Was geschieht eigentlich in ethischen Fallberatungen?

Es gibt viele Modelle, die zu beschreiben versuchen, wie Ethikberatungen ablaufen sollen. Was aber geschieht tatsächlich bei diesen Gesprächen? Im Rahmen eines Forschungsprojekts haben R. Pedersen, V. Akre und R. Forde (Oslo, Norwegen) dies einmal untersucht. Wirklich provozierende Thesen stehen zwar nicht am Ende ihres Beitrags, aber sie können zeigen, was wir eigentlich alles nicht wissen – und das ist eine ganze Menge.

Die Autoren beschreiben in ihrem Beitrag, dass sie neun Ethikkomitees in Norwegen die schriftliche Zusammenfassung einer konflikthaften Patientengeschichte vorgelegt haben.
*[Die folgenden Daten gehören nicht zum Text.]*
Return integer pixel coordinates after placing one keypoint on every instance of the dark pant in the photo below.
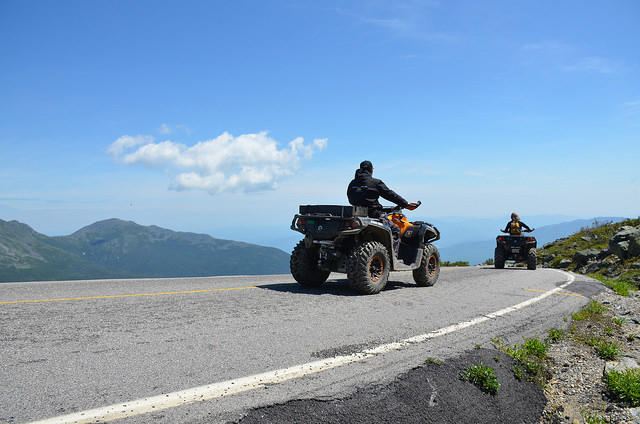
(395, 231)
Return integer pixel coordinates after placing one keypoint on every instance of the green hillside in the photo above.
(607, 251)
(124, 249)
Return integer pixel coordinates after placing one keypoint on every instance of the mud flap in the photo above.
(308, 240)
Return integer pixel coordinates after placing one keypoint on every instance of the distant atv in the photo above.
(345, 239)
(518, 248)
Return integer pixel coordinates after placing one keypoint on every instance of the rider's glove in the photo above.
(411, 206)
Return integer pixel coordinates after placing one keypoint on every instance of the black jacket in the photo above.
(513, 227)
(364, 190)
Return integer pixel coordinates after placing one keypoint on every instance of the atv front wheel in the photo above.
(532, 259)
(498, 258)
(368, 267)
(304, 266)
(427, 273)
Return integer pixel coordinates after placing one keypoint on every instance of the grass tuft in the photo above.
(592, 311)
(624, 386)
(555, 335)
(483, 377)
(530, 359)
(605, 350)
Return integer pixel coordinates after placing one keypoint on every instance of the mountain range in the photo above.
(115, 248)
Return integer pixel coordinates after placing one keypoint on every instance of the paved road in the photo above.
(73, 346)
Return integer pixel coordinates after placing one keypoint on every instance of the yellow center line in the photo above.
(566, 294)
(127, 295)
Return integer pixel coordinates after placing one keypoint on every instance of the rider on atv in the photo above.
(364, 190)
(514, 227)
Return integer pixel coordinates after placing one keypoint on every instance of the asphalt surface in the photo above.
(73, 346)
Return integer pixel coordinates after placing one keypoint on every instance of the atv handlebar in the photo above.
(410, 206)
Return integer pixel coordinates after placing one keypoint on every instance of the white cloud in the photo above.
(164, 129)
(249, 162)
(126, 142)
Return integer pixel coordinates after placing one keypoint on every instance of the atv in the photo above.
(518, 248)
(345, 239)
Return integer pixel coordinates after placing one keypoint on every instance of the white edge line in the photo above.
(238, 385)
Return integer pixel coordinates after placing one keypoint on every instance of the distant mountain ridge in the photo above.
(115, 248)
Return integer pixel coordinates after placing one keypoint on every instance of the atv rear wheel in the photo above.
(427, 273)
(368, 267)
(498, 258)
(304, 266)
(532, 259)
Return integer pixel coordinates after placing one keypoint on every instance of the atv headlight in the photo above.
(352, 224)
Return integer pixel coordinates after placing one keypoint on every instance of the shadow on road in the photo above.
(331, 287)
(515, 268)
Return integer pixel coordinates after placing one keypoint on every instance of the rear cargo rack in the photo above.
(334, 210)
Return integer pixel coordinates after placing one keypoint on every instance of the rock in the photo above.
(592, 267)
(581, 257)
(623, 363)
(614, 272)
(549, 258)
(564, 263)
(626, 242)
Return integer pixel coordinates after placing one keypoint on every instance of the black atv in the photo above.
(518, 248)
(345, 239)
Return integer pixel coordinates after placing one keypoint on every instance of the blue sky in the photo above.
(193, 115)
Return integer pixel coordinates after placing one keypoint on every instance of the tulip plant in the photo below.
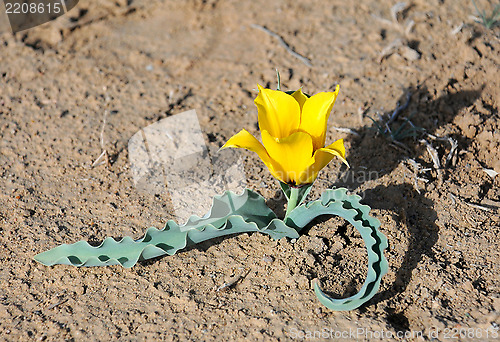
(293, 130)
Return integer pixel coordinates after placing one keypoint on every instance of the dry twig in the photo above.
(282, 42)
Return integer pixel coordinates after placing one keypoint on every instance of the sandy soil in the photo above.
(143, 61)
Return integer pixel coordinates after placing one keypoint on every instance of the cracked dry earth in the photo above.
(143, 61)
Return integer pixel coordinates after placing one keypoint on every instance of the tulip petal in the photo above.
(243, 139)
(279, 113)
(315, 115)
(291, 155)
(300, 97)
(323, 156)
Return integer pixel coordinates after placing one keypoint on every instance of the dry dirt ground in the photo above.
(143, 61)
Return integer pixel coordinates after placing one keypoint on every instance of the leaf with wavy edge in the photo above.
(338, 202)
(230, 214)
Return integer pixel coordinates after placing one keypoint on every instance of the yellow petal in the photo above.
(315, 115)
(279, 113)
(322, 157)
(299, 96)
(245, 140)
(291, 155)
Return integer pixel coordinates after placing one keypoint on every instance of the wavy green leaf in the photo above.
(338, 202)
(233, 214)
(230, 214)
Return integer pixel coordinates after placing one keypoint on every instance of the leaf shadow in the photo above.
(413, 210)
Es hat sich dabei um den Fall eines 55 Jahre alten Patienten gehandelt, der sich im Endstadium einer Krebserkrankung befindet. Das medizinische Team ist zu der Entscheidung gekommen, dass eine Wiederbelebung von keinem Nutzen für den Patienten mehr wäre. Der Patient selbst besteht aber darauf, dass alles für ihn getan wird, einschließlich von Wiederbelebungsmaßnahmen. Die neun Ethikkomitees hatten dann 25 Minuten Zeit, diesen Fall zu diskutieren. Die Diskussion wurde aufgezeichnet und die Teilnehmer im Anschluss befragt.
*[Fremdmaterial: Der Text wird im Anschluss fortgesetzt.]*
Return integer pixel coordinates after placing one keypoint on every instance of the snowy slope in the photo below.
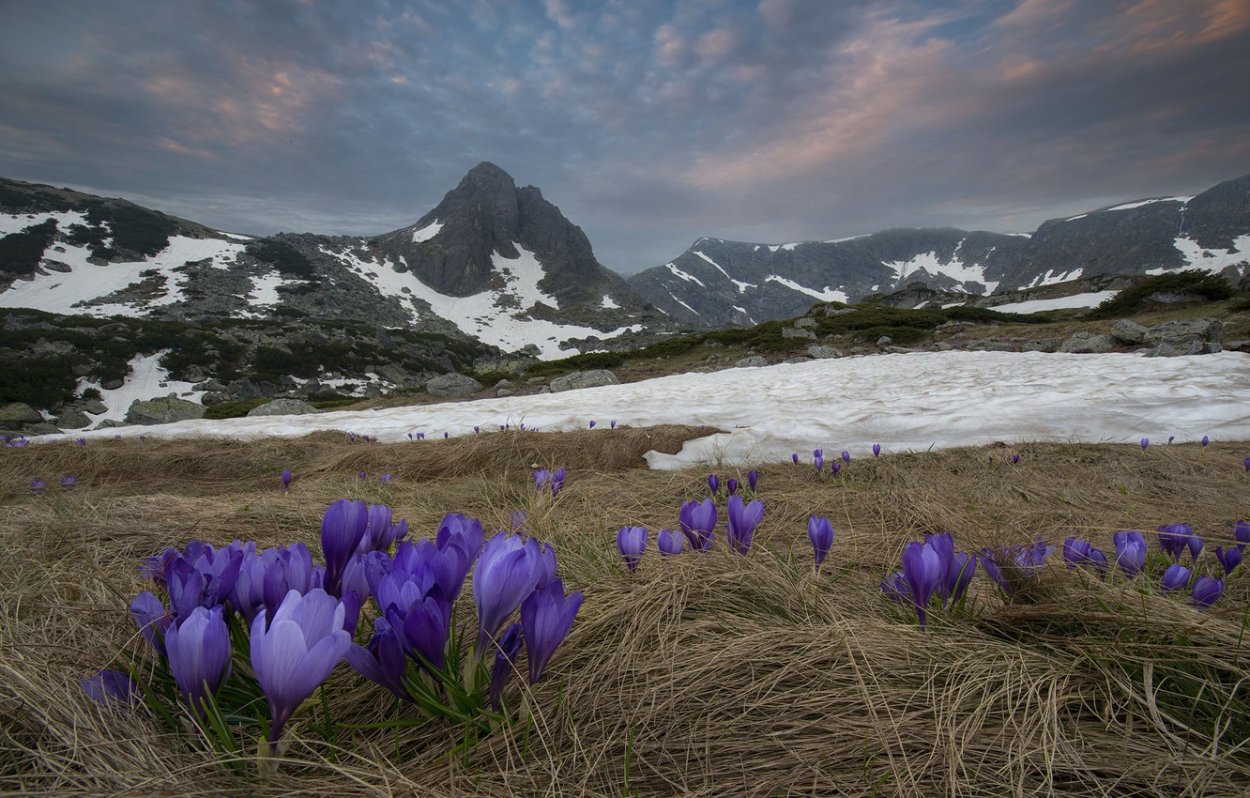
(948, 399)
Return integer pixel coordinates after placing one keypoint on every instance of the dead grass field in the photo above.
(698, 676)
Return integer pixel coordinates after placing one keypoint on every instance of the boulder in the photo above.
(590, 378)
(453, 384)
(1088, 343)
(820, 352)
(1128, 332)
(163, 410)
(1188, 337)
(16, 414)
(283, 407)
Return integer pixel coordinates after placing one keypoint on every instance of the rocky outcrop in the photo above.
(163, 410)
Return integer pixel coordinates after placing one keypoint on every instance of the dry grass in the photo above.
(699, 676)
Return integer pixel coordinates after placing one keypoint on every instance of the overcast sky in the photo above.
(649, 123)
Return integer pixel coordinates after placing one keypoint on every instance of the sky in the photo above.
(649, 123)
(949, 399)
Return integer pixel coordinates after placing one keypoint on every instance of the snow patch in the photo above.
(428, 232)
(826, 294)
(948, 399)
(1060, 303)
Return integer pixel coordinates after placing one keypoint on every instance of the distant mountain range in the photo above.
(501, 265)
(718, 283)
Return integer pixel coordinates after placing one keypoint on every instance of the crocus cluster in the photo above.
(550, 480)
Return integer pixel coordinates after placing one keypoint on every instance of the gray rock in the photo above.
(1088, 343)
(1129, 332)
(73, 419)
(283, 407)
(163, 410)
(16, 414)
(453, 384)
(796, 332)
(820, 352)
(590, 378)
(751, 362)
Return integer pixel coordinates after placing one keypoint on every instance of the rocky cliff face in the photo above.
(719, 283)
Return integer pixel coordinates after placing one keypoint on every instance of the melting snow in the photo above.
(490, 315)
(740, 284)
(428, 232)
(1076, 300)
(59, 292)
(688, 278)
(948, 399)
(1209, 259)
(1158, 199)
(824, 295)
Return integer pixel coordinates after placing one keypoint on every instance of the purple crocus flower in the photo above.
(923, 573)
(698, 520)
(631, 543)
(669, 542)
(1208, 590)
(294, 653)
(546, 617)
(508, 570)
(1130, 552)
(151, 619)
(743, 520)
(820, 532)
(1176, 577)
(341, 530)
(1229, 558)
(1241, 532)
(110, 686)
(199, 653)
(381, 661)
(505, 662)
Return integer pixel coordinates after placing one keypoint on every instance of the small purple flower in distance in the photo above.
(110, 686)
(1208, 590)
(1241, 532)
(631, 543)
(1229, 558)
(1176, 577)
(669, 542)
(820, 532)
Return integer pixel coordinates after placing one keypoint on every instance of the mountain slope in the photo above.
(718, 283)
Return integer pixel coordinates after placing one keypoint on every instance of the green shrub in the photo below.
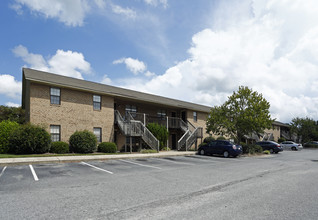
(160, 132)
(107, 147)
(266, 152)
(310, 146)
(251, 148)
(202, 144)
(83, 142)
(29, 139)
(221, 138)
(147, 151)
(208, 139)
(6, 128)
(280, 140)
(59, 147)
(166, 149)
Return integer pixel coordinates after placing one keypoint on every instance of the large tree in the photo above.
(245, 112)
(306, 129)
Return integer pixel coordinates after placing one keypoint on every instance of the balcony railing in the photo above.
(131, 127)
(138, 121)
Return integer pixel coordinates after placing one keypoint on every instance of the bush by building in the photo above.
(221, 138)
(208, 139)
(83, 142)
(59, 147)
(281, 139)
(29, 139)
(6, 128)
(107, 147)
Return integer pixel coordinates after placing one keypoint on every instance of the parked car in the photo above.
(291, 145)
(220, 147)
(311, 144)
(271, 146)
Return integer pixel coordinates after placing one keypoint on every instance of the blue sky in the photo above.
(198, 51)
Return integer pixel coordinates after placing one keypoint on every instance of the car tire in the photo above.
(226, 154)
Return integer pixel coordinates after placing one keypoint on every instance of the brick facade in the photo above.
(75, 113)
Die Autoren konnten eine Reihe von Schlüsselelementen identifizieren. Zu diesen gehörten u.a. die Exploration von moralischen Werten, die Exploration der medizinischen Situation und der Situation des Patienten sowie die Erforschung der Sicht des Patienten und seiner Angehörigen. Ebenso werden die Untersuchung der klinischen Kommunikation („clinical communication“) und die Identifizierung der möglichen Handlungsoptionen genannt. Andere Elemente wie die Identifikation der wichtigsten ethischen Probleme wurden nicht von allen Ethikkomitees vorgenommen.
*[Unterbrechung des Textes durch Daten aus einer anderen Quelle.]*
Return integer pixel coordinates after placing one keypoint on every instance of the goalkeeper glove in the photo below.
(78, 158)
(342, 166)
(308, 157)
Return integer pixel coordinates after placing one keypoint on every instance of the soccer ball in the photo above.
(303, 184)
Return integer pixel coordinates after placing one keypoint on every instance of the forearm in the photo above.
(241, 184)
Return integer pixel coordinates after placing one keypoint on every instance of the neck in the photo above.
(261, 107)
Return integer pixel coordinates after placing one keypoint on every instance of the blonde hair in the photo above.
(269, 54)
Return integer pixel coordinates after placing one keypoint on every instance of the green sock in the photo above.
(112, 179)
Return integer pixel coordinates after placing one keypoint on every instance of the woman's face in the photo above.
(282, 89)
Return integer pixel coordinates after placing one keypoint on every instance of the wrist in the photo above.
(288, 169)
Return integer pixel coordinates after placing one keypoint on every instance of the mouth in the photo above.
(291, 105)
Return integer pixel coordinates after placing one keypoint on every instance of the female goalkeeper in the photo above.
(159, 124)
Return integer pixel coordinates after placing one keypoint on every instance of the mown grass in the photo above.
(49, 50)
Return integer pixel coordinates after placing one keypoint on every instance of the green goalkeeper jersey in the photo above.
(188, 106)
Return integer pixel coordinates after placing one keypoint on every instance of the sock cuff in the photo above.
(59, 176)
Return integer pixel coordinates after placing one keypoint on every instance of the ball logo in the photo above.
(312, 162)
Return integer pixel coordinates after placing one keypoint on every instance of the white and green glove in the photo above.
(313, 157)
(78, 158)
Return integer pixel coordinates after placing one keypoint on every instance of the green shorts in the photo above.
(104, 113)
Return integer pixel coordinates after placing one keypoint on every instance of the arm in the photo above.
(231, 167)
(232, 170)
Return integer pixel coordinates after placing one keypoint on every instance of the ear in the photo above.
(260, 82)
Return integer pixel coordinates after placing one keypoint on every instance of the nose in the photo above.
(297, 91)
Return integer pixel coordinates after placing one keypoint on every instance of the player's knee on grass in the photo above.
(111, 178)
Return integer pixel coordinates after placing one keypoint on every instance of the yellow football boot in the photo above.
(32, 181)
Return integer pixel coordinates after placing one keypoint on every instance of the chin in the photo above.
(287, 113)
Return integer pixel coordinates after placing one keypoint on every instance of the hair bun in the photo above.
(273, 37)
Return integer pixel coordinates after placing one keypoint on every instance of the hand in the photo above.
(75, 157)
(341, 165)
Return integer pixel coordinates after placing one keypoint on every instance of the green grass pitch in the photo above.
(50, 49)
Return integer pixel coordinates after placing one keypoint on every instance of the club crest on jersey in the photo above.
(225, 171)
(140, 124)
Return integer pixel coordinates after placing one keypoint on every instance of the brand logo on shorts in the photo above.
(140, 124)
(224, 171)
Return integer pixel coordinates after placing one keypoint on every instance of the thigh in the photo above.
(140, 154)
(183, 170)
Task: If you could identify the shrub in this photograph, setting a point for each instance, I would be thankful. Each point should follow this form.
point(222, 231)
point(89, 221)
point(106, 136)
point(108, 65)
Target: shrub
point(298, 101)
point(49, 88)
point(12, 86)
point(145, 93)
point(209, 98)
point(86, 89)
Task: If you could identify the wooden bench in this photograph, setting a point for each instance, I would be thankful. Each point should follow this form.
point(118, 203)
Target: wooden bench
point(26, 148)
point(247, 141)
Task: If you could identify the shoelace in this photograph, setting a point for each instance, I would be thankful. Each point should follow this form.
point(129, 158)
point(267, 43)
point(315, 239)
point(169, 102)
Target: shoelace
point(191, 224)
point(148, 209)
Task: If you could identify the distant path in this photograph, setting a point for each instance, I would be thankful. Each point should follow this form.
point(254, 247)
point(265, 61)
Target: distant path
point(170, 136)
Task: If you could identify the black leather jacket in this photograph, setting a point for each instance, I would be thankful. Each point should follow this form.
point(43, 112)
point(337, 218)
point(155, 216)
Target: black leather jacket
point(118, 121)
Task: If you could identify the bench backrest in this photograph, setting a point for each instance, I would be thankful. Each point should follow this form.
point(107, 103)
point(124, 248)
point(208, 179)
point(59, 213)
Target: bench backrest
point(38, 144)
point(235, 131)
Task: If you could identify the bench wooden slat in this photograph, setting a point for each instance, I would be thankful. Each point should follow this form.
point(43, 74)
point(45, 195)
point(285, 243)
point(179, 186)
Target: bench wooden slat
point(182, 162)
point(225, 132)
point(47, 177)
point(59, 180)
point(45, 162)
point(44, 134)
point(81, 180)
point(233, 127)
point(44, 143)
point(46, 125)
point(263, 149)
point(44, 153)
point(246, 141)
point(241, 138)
Interessant ist, dass 7 von den 9 Komitees behauptet haben, dass sie eine feste Vorgehensweise hätten, wie Fälle besprochen werden sollen. Zwei davon hielten sich aber nicht an diese Vorgehensweise. In nur einem Fall wurden auch einmal Hilfsmittel wie eine Tafel eingesetzt. Die Autoren sind der Ansicht, dass eine geklärte Vorgehensweise sowie die Nutzung von Hilfsmitteln die Beratungen umfassender, transparenter und systematischer gemacht haben.

Im Fazit ihres Beitrags stellen die Autoren fest, dass ihre Beobachtungen Hinweise darauf geben, dass  die Zusammensetzung eines Ethikkomitees sowie die Erfahrung und die Interpretationen der Beteiligten den Inhalt wie auch die Ergebnisse einer Beratungsprozesses in einem Ethikkomitee beeinflussen. Dieser letzte Punkt ist interessant und ich denke, dass – wenn dies zutrifft-  wir davon ausgehen müssen, dass auch unterschiedliche Ethikkomitees bei der Falldiskussion zu unterschiedlichen Ergebnissen kommen. Diese Einsicht ist vielleicht nicht ganz so überraschend, wenn man sich vergegenwärtigt, dass es kein absolut sicheres, unbezweifelbares und von allen geteiltes Fundament der Ethik gibt.

Die Studie ist ein interessanter Ansatz, einmal zu untersuchen, was in Ethikkomitees bei Fallberatungen tatsächlich geschieht. Bedauerlich ist, dass sie auf kritische Aspekte wie Unterschiede in der Berufsposition (Arzt, Pflegende) oder Unterschiede im Prestige nicht eingehen. Es ist nämlich zu vermuten, dass diese Faktoren ganz erheblichen Einfluss auf Beratungsprozesse haben. Natürlich sind die Verhältnisse von Norwegen nicht auf Deutschland zu übertragen. Hinweise zur Verbesserung des eigenen Angebotes kann der kritische Leser oder Leserin dennoch der Publikation entnehmen.

R Pedersen, V Akre, R Forde: What is happening during case deliberations in clinical ethics comittees? A pilot study. J. Med. Ethics 2009;35;147-152.